Lets look at the data using fastqc. To begin with we are only going to use the "A" reads (A_1 and A_2). The _1_ file contains the first of all pairs and the _2_ contains the second of the pairs. Try to type in the commands needed to run fastqc:

you type in the commands to run fastqc on the HG* files here
firefox fastqc/HG00418_A_1_fastqc/fastqc_report.html &
firefox fastqc/HG00418_A_2_fastqc/fastqc_report.html &

It looks like the reads can use some trimming, we dont find any adaptor sequences so lets skip that and only trim the reads based on quality, for this we are going to use prinseq. Prinseq cant read compressed files so we need to pipe the data in and out using gzcat and gzip. We trim quality from the right (3') to min 20, want the read to have average quality 20 and after trimming the read should be at least 35bp for us to keep it. NB: the "\" just means that we are writing the commands over two lines, paste in both lines. Each command takes ~4 mins to complete.

gzcat HG00418_A_1.fastq.gz | prinseq-lite.pl -fastq stdin -out_bad null \
 -out_good HG00418_A_1.trim -trim_qual_right 20 -min_qual_mean 20 -min_len 35 -log prinseq.HG00418_A_1.log 
gzcat HG00418_A_2.fastq.gz | prinseq-lite.pl -fastq stdin -out_bad null \
 -out_good HG00418_A_2.trim -trim_qual_right 20 -min_qual_mean 20 -min_len 35 -log prinseq.HG00418_A_2.log

When we have trimmed our paired end reads we have removed reads from each file. This means that the ordering is not in sync between the two files, eg. if we removed read no. 5 in file1 but not in file2, then read6 in file1 will be paired with read5 in file2. We need to fix this using cmpfastq.pl before we can use the reads - you will see that it ouputs "common" and "unique" files. It is the common files that we are going to use.

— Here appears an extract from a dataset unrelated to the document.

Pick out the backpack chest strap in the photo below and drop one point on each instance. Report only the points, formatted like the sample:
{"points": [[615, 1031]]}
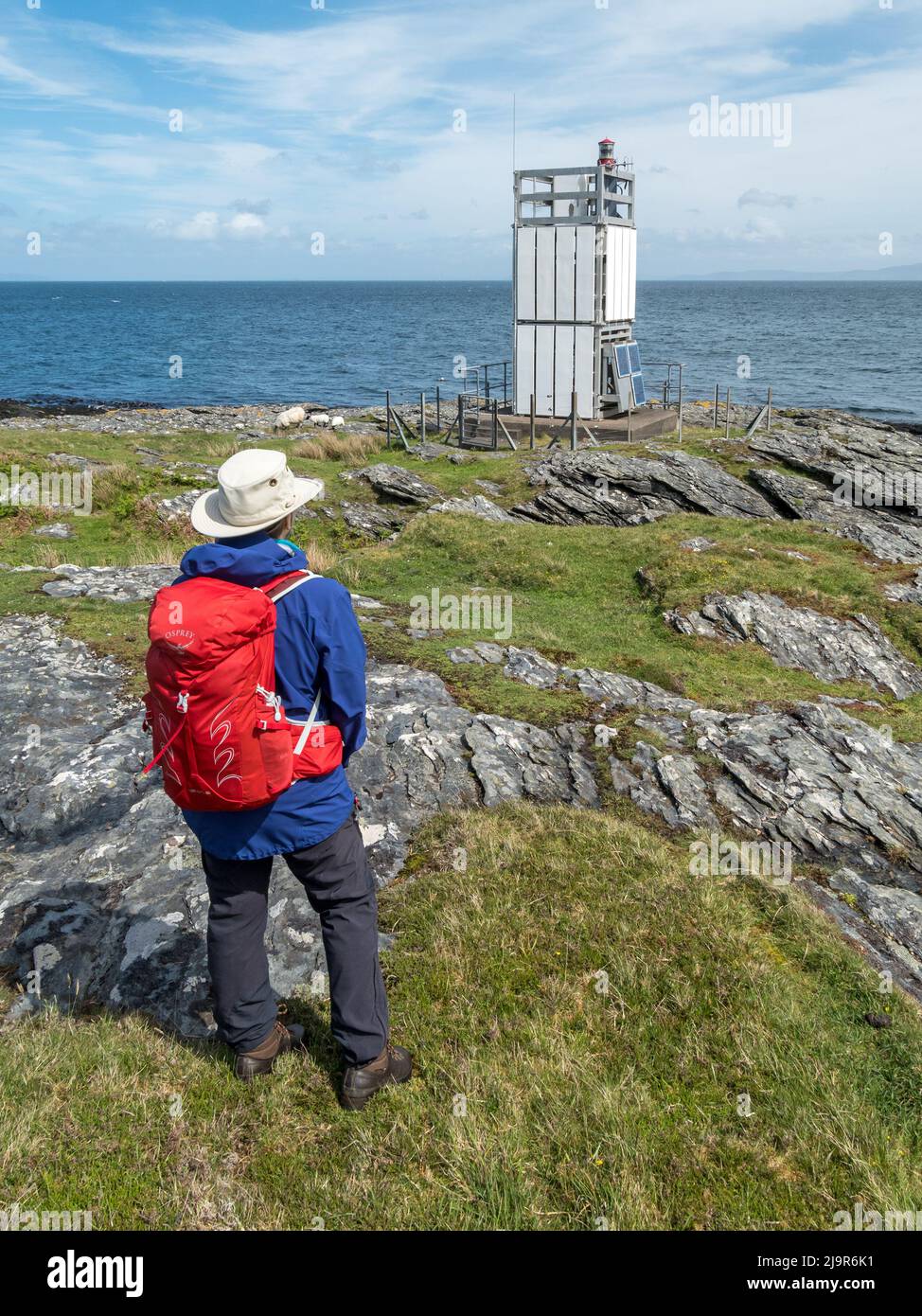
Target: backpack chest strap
{"points": [[277, 589]]}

cmpfastq.pl HG00418_A_1.trim.fastq HG00418_A_2.trim.fastq

E. coli of 454 and Ion Torrent data

The 454 and Ion Torrent data are from the German E.coli outbreak (cucumber/sprouts) during the summer 2011. Copy data the data and take a look at the reads, use gzcat and pipe it to less to see the file contents. Also you need to replace "file" with the data-files you just copied and try to type in the firefox command to view the FastQC reports:

cp /home/local/27626/exercises/alignment/ecoli/GOS1.fastq.gz .
cp /home/local/27626/exercises/alignment/ecoli/iontorrent.fq.gz .
gzcat file | less -S

Run fastqc on the data

fastqc -o fastqc GOS1.fastq.gz
fastqc -o fastqc iontorrent.fq.gz
Q7. Look at the different quality profiles, what differences can you see between the data types?

Lets trim the 454 alignments. Lets say we dont want reads shorter than 150bp and chop of reads larger than 500bp, also lets remove reads with avg quality lower than 20. Also lets output some graph data that we can visualize at the prinseq-webpage.

gzcat GOS1.fastq.gz | prinseq-lite.pl -fastq stdin -graph_data GOS1.gd -out_good stdout \
 -out_bad null -min_len 150 -min_qual_mean 20 -trim_to_len 500 | gzip -c > GOS1.trim.fastq.gz

When it is done open a browser on padawan (type "firefox &" or use the one you have open from the other FastQC reports) and go to the prinseq web-page. Click "Get report" and then "Select a graph datafile to upload". Find your directory (if not already there else: File System, home, local, ngs_course, studXXX, preprocess) and upload the GOS1.gd file. When uploaded click "Continue" and wait for it to finish, then click on the link to HTML report file. Here you will see some stats calculated a bit differently than the fastqc report.

If it doesnt work or you cant find the file you can do this:

firefox /home/local/27626//exercises/alignment/ecoli/GOS1.gd.html &

Congratulations you finished the exercise!